NY市場 1ドル=151円台まで値下がり 去年10月以来約1年ぶり

31日のニューヨーク外国為替市場では、日銀が決めた金融政策の運用の柔軟化は大きな修正ではなかったとの受け止めから日米の金利差が意識されて円売りドル買いが加速し、円相場はおよそ1年ぶりに一時、1ドル=151円台後半まで値下がりしました。

31日のニューヨーク外国為替市場では円安が加速し、円相場は一時、1ドル=151円74銭まで値下がりしました。

1ドル=151円台をつけるのは、去年10月以来、およそ1年ぶりです。

日銀は31日、金融政策の運用をより柔軟化することを決めましたが、ニューヨーク市場でも大きな修正ではなく、金融緩和は続くとの見方が広がりました。

また、この日、発表された、アメリカの消費者が景気をどう見ているかを表す指数など、経済指標が市場予想を上回り、アメリカ経済の堅調さが改めて示されたことから、日米の金利差が意識され、円を売ってより利回りが見込めるドルを買う動きが強まりました。
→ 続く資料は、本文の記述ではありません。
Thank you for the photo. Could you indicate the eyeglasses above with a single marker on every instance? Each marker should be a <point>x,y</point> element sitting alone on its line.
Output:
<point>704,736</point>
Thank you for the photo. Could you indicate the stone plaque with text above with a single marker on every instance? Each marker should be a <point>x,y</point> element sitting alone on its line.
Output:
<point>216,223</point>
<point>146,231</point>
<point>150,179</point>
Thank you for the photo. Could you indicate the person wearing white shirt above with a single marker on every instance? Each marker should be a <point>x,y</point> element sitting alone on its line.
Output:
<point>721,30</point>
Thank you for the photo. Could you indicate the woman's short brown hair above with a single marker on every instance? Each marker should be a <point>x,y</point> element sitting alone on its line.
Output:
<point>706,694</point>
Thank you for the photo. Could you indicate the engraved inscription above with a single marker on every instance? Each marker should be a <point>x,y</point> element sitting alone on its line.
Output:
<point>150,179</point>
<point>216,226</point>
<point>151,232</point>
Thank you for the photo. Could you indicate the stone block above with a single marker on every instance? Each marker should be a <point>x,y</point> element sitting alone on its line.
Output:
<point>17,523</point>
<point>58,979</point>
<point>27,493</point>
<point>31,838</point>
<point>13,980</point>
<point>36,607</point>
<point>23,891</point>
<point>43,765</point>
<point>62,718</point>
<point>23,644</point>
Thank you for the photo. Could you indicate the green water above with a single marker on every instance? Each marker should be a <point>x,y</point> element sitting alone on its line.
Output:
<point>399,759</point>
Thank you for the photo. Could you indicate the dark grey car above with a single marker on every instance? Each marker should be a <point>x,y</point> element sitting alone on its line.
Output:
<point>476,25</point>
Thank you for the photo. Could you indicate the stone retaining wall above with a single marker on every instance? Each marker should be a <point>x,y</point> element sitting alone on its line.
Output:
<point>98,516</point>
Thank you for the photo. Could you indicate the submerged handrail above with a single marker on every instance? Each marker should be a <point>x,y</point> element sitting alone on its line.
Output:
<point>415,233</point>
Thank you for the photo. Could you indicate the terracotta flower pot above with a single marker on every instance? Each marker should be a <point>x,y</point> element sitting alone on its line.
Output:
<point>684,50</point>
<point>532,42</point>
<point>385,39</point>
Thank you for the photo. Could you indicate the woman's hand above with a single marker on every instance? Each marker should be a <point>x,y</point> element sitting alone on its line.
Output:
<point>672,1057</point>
市場関係者は「日銀がマイナス金利を解除するには時間がかかるという見方から円を売る投資家が多い。日本政府・日銀が市場介入に踏み切ることへの警戒感も後退していて、円安に歯止めがかからない状況となっている」と話しています。

円安ドル高が進んだ背景は

外国為替市場で急速に円安ドル高が進んだ背景には、日銀の金融政策や、市場介入に対する市場の観測や思惑があります。

日銀が金融政策決定会合の結果を発表する前日、30日のニューヨーク市場では日銀が「イールドカーブ・コントロール=長短金利操作」と呼ばれる金利操作の枠組みを再び修正するのではないかとの情報が伝わって政策変更への期待が高まり、円を買う動きが強まりました。

市場の関心は日銀が「イールドカーブ・コントロール」を撤廃するかどうか、そしてマイナス金利政策を解除する時期を日銀が示唆するかどうかに集まっていました。

31日、日銀は金融政策の運用をより柔軟化することを決めました。

しかし、市場では大きな修正ではなかったとの受け止めが広がりました。

また、この日の記者会見で日銀の植田総裁は「粘り強く金融緩和を継続することで経済活動を支え、賃金が上昇しやすい環境を整えていく方針だ」と述べたことで金融緩和が続くとの見方が出ました。

政策変更を予想し、円を買っていた投資家は、一転して円を売る動きを強め、円安に拍車がかかったものとみられています。

また、政府・日銀による市場介入がなかったと判明したことも、一部の投資家のあいだで円を売るにあたっての警戒感が和らぎました。

日本の財務省は31日、9月28日から10月27日の介入実績がゼロだったことを公表しました。

先月3日に円相場が1ドル=150円台をつけた直後、3円近く急速に円が買い戻されたときには市場介入があったのではないかとの観測が出ていましたが、これが否定されることになりました。

円安が進んでも市場介入がないと見た投資家が、円売りドル買いを加速させた面があるとみられています。

米専門家「円安が進んでいるのは意外だ」

外国為替市場で急速に進んだ円安ドル高について、日米の金融政策に詳しいボストン大学のウィリアム・グライムス教授に話を聞きました。

このなかでグライムス教授は「為替相場は日米の金利差に左右されるため、金利差に大きな変化が出ていないにもかかわらず円安が進んでいるのは少し意外だ。長期金利の動向には不透明感があるが、日銀の金融政策の修正を受けて今後、日本の長期金利が上昇していき、日本経済に悪影響を及ぼさないことが確認できれば円高方向にすぐに反応するだろう」と述べました。

また、円安の要因として政府・日銀が市場介入を実施しなかったことが指摘されていますが、グライムス教授は「市場介入は極めて短期的な効果しかもたらさない傾向があり、有効ではない」としています。

一方、日銀が31日に発表した政策の運用の柔軟化についてはグライムス教授は「大方の予想通りでアメリカの長期金利が上昇して日本の長期金利にも上昇圧力が掛かるなか、長期金利の上限を1%に厳格に抑えるとしてきたこれまでの運用を修正するのは理にかなっている」と述べました。

そのうえで今後について「日銀はとても慎重にデータを見極めながら量的緩和を少しずつ縮小していき、最終的にはマイナス金利やゼロ金利からの脱却に向かうことになるだろう」と指摘しました。